Govt’s view on water rights ‘unsustainable’By Russell Marshall Former MP for Whanganui and Labour Govt. Minister
A few weeks after I was first elected to parliament as MP for Whanganui in November 1972, I was invited to a tangi at the Putiki marae near the estuary of the Whanganui River.
I have no recollection of who it was had died, but I still have a clear memory of a lesson I was given.
‘Shameful events of Parihaka
One of those present was the late Rangi Metekingi, a senior Whanganui river elder. My attention was first drawn to the women with white feathers in their hair, and I was given a brief account of the shameful events at Parihaka on and after 5 November 1881.
Then pointing behind me to the Whanganui River, Metekingi spoke of the Coal Mines Amendment Act passed in Parliament, he said, in the early hours of the morning in 1903.
This act had given ownership of the beds of navigable rivers, including the Wanganui to the Crown. No consultation had ever taken place, and the grief and anger were still keenly felt.
Local and district Maori, he said, would be looking to the new government to begin to rectify this and other wrongs of the past. The 1903 Act was finally repealed in 1991 but the Crown ownership of river beds was transferred to the Resource Management Act.
Māori not consulted
In earlier days, governments through the Ministry of Works had been able to build many dams and power stations on the country’s rivers, the Waikato in particular. There would have been Maori concerns and objections, but few vehicles to express them, and virtually none with any provision for any resolution.

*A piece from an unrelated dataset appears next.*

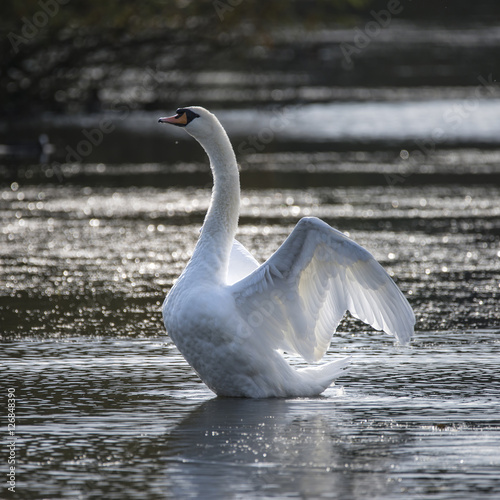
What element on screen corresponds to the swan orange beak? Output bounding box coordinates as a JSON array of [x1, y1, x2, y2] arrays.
[[158, 112, 188, 127]]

Discussion of ownership of and rights over rivers has finally become a more public issue, with long standing Maori concerns finally being heard by a wider public.
These days water is rightly recognised as a hugely important and valuable asset. There is currently discussion, some of it heated, as to whether Maori or anyone else can own it.
Maybe not, but what about the right to use it, and the responsibilities of those doing so?
Some of the current New Zealand debate reflects our island state and lack of borders with any other country. Where rivers flow through more than one country, rights and responsibilities have long been and continue to be hotly argued, particularly in the Middle East and southern Africa.
It is all too easy but no longer credible for those who make the greatest use of water to argue that nobody owns it, end of story.
In today’s world of belated environmental and cultural awareness, that stance is no longer politically or environmentally sustainable.
Perhaps somebody in Wellington should have thought about that before work began on selling our power companies.